国宝・雪舟破墨山水図 (東京国立博物館所蔵)

 このように桃山時代は日本の美術が多方面に変化発展した時代なのです。そのことについては前々回の光琳の印籠のところで述べました。(掌の骨董5.尾形光琳の螺鈿白梅図印籠)この六角盃は2番目の能楽と茶道の文化の流れに属する省略と禅的複含表現とでもいうべきものでしょうか、心理学にありますね、ロールシャッハテスト。一つの絵を最初の印象でどう観るかというものです。それによって観る者の心理状態を解明しようという試み、テストです。しかし美術では心理状態を推し量る必要もなければ、そうする意味もありません。素直に自分が感動すること、感じるままを楽しむことが、一番大切なことなのではないでしょうか。

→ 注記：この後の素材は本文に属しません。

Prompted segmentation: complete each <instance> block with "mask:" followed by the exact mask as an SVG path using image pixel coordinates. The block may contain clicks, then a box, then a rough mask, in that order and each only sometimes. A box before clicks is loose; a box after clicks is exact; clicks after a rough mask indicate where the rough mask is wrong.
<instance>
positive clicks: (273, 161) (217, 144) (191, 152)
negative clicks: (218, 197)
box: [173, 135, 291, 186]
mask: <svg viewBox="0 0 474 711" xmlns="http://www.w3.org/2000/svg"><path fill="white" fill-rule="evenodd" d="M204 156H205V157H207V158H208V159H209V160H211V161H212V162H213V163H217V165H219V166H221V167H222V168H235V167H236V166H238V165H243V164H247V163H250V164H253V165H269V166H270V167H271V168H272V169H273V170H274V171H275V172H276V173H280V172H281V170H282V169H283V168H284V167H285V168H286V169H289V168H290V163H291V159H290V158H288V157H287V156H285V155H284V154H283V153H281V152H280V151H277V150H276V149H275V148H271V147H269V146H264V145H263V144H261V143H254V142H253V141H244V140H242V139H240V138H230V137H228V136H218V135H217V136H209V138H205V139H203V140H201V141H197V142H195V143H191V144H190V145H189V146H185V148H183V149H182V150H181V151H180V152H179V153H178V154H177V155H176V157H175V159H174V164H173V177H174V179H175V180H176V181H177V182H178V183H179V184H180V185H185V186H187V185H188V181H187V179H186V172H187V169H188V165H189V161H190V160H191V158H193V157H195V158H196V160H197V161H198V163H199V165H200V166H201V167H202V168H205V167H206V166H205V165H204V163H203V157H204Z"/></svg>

 世界的に見て、こうした抽象表現ともいえる様式を取り入れた日本人の感性は稀有な素晴らしいものだと思います。1550年から1580年代の世界で、だれがこうした抽象性の世界を表現することができたでしょうか。その精神をさらに引き継ぐ織部の抽象性はこの後に生まれてきますが、精神的な下地の部分でこのような紅志野の創作精神があったからこそ、20世紀の西洋絵画の中核ともいうべき抽象芸術を400年も前に先取りした「織部の抽象性」はまさにそこから生まれ得たのではないかと考えられるのです。